Der Mann ist Kult Udo Lindenberg kommt öfter nach Stuttgart


Was sind Ihre Lieblingslieder von Udo? Und welche Lieder singen Sie auf der Tour?
Ich singe „Gegen die Strömung“ und „Hinterm Horizont“. Es fällt mir schwer, die Lieblingslieder-Frage zu beantworten, weil ich bei einem Lied anfange und dann nicht mehr aufhöre. Aber man könnte „Was hat die Zeit mit uns gemacht“ und „Ich schwöre“ als Erste nennen.

Udo macht ein großes Geheimnis aus seinem Mädchen aus Ostberlin. Haben Sie Jessy schon gesehen? Oder glauben Sie, die Jessy gibt’s gar nicht?
Ich habe sie noch nicht kennengelernt und darüber bin ich auch ganz froh, weil ich so ganz unvoreingenommen meine „Mädchen aus Ostberlin“-Figur, die Jessy, entwickeln konnte.

Udo kommt oft nach Stuttgart, weil hier einer seiner besten Freunde lebt, der Ben Streubel. Was hat er Ihnen über Stuttgart erzählt?
Mir wurde gesagt, dass ich mich auf das Stuttgarter Publikum verlassen kann und sie uns liebevoll durch den Abend rocken werden.
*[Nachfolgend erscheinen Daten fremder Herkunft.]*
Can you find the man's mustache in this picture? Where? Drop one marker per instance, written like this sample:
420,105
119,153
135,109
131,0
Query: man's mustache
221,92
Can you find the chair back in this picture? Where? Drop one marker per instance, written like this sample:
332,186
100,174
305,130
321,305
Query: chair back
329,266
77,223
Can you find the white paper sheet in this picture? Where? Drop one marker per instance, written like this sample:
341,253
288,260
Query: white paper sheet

Udo hat gesagt: „Keine Panik, du bist jetzt ein Teil der Panik-Gemeinschaft, und die werden dich unterstützen.“

Warum lohnt für uns Stuttgarter eine Reise zu „Hinterm Horizont“ nach Berlin?
Weil es eine sehr berührende Geschichte ist über Liebe, Schicksal, das geteilte Deutschland und eine coole Rocklegende mit wirklich schönen Songs von Udo.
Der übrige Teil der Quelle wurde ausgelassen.